It’s been a year of big challenges - going back to university, working on AI consulting projects, writing, presenting, and applying for jobs, navigating the welfare system. And with that came a type of support I’d never used before: Disabled Students’ Allowance (DSA).
I’ll admit, I paused at the word “disabled”. Still do. But here’s the truth: the support has been game changing. It gave me access to:
Weekly mentoring that helps me focus, prioritise, reflect
Study skills coaching that helps structure complex ideas in a way that makes sense to me
Tools like Genio, Zotero and a plethora of AI subscriptions - and training on how to make them work for my brain
These didn’t just make studying easier - they helped me work smarter. Write better. Think more clearly. And they reminded me that support isn’t about fixing me. It’s about reducing the friction.
People showed up when I least expected it.
Before I knew what “neurodiverse” even meant. Before I had the words to ask for help. The universe put people in my path, a manager, a mentor, a boss or just a friend. They helped me when I didn't know I needed help.
They didn’t fix the chaos in my brain - or the chaos of large tech stacks, scattered data, legacy platforms and half-mapped web infrastructure. But they nodded me in the right direction. And that was enough.

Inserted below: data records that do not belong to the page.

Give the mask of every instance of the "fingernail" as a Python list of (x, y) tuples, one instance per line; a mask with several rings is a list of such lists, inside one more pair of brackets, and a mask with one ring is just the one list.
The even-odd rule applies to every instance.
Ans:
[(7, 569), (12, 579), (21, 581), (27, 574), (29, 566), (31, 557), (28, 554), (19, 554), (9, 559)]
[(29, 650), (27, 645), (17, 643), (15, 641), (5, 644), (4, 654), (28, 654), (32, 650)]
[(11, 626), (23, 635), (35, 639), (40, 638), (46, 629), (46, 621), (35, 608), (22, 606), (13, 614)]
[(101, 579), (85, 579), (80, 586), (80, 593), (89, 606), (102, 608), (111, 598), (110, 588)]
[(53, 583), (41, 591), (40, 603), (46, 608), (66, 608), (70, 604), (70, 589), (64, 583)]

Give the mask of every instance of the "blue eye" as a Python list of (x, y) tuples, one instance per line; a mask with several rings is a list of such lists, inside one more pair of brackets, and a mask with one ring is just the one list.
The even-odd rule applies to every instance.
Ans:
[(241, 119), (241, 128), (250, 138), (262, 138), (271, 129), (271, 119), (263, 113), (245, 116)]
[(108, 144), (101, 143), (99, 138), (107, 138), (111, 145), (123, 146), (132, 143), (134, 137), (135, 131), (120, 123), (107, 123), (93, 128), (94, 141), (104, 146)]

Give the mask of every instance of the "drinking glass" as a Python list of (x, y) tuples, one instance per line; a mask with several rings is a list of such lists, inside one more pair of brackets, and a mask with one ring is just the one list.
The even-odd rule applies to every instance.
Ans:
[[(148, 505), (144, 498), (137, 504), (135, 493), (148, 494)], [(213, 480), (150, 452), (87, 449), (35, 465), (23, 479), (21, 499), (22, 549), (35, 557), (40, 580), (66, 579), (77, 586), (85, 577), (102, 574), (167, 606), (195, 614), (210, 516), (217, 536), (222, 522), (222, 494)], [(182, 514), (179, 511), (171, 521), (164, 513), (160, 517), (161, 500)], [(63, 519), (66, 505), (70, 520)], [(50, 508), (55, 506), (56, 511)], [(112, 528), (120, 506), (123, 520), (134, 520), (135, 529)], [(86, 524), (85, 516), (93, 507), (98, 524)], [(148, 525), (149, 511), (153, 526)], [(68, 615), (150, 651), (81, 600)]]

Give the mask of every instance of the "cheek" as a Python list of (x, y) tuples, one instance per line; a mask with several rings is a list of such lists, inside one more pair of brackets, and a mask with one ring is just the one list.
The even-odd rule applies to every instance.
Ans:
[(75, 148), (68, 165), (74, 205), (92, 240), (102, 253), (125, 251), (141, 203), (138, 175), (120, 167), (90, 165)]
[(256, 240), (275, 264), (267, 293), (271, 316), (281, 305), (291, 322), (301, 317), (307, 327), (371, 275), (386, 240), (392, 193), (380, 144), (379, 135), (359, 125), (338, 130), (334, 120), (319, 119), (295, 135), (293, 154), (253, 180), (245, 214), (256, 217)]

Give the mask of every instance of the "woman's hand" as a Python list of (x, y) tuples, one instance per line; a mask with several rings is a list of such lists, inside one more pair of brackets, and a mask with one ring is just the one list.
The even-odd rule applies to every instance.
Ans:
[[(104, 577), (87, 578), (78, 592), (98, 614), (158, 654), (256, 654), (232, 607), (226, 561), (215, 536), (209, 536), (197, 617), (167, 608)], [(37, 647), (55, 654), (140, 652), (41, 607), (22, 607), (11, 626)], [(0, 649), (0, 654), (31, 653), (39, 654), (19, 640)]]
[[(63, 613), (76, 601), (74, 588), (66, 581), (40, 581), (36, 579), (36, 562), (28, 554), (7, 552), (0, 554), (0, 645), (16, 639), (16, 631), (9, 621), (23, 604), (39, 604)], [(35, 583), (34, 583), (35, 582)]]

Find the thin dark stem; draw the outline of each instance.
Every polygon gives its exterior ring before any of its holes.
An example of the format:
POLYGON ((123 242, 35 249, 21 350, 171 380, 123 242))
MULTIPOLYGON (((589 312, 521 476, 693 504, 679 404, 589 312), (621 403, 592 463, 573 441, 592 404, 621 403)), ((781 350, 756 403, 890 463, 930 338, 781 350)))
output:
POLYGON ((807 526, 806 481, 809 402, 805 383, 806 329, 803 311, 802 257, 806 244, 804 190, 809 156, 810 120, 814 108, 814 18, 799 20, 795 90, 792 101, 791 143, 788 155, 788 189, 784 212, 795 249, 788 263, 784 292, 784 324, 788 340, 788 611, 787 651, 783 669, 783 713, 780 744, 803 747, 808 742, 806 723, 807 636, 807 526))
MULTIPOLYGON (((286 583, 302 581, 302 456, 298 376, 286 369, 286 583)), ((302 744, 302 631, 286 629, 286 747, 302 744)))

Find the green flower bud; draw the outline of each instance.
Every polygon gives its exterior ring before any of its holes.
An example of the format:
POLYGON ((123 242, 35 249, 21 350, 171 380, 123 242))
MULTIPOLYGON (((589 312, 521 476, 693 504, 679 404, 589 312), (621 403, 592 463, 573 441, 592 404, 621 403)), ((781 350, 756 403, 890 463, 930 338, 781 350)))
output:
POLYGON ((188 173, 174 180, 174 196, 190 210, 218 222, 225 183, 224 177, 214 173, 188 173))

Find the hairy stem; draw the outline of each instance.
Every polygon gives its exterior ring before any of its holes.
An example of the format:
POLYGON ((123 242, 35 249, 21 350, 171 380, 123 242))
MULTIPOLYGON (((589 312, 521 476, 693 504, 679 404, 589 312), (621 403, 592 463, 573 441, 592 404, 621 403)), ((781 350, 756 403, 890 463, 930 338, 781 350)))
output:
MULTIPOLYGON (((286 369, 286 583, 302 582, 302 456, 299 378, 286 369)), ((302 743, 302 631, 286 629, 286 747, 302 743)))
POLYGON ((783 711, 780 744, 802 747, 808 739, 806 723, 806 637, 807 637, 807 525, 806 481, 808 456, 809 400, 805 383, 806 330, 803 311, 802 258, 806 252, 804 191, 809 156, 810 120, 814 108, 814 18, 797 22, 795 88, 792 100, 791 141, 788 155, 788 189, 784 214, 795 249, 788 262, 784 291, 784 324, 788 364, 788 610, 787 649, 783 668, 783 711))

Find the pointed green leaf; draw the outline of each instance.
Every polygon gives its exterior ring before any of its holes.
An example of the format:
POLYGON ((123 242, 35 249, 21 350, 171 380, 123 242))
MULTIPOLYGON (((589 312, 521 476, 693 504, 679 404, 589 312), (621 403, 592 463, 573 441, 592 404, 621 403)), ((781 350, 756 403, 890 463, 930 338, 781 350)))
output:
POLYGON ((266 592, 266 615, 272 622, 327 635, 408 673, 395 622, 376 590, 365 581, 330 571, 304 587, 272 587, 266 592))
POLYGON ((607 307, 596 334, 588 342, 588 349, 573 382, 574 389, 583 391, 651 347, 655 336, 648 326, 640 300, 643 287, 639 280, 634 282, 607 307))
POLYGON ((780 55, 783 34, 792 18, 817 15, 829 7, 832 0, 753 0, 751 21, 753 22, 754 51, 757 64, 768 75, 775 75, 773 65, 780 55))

With the right nudges, I learned how to take all that complexity - internal and external - and turn it into stories. Language that landed. Analogies that made sense of the mess. I presented those stories to CEOs and VPs. They got it. They backed it. And things moved.
Because once I had a way to channel how I think, the thinking stopped getting stuck.
Interviews
When you’re trying to recall project examples, stay engaged, make eye contact and follow the 5 S's framework sent to you 24 hours before - all while your brain’s rifling through the entire internet - it’s not nerves. It’s bandwidth.
Then AI entered my life. I feed in messy notes. Interview transcripts. Past CVs. It gives me:
Bullet points I can remember under pressure
Stories that sound like me
Language that lands - and sticks
It’s not a shortcut. It’s how I give myself the best shot at being understood. I already know what I want to say. The prompt just helps me line it up.
And here’s what’s important: I’m not gaming the system. The system is finally catching up. DSA doesn’t pay my bills. It doesn’t write my essays. It gives me a chance to keep up with a world that is taking a while to catch up with how I was born to think.
This year I wrote over 30,000 words for my degree - every one of them counted. They were purposeful, aligned, and, crucially, they made sense to me and the reader. My grades went up by 20%. That’s not a workaround. That’s progress.
We talk a lot about diversity in hiring. “Bring your whole self to work.” But when it comes to neurodiversity, there seems to be a blind spot. Companies want the ideas, the creativity, the insight - but they’re not always ready for the wiring behind it.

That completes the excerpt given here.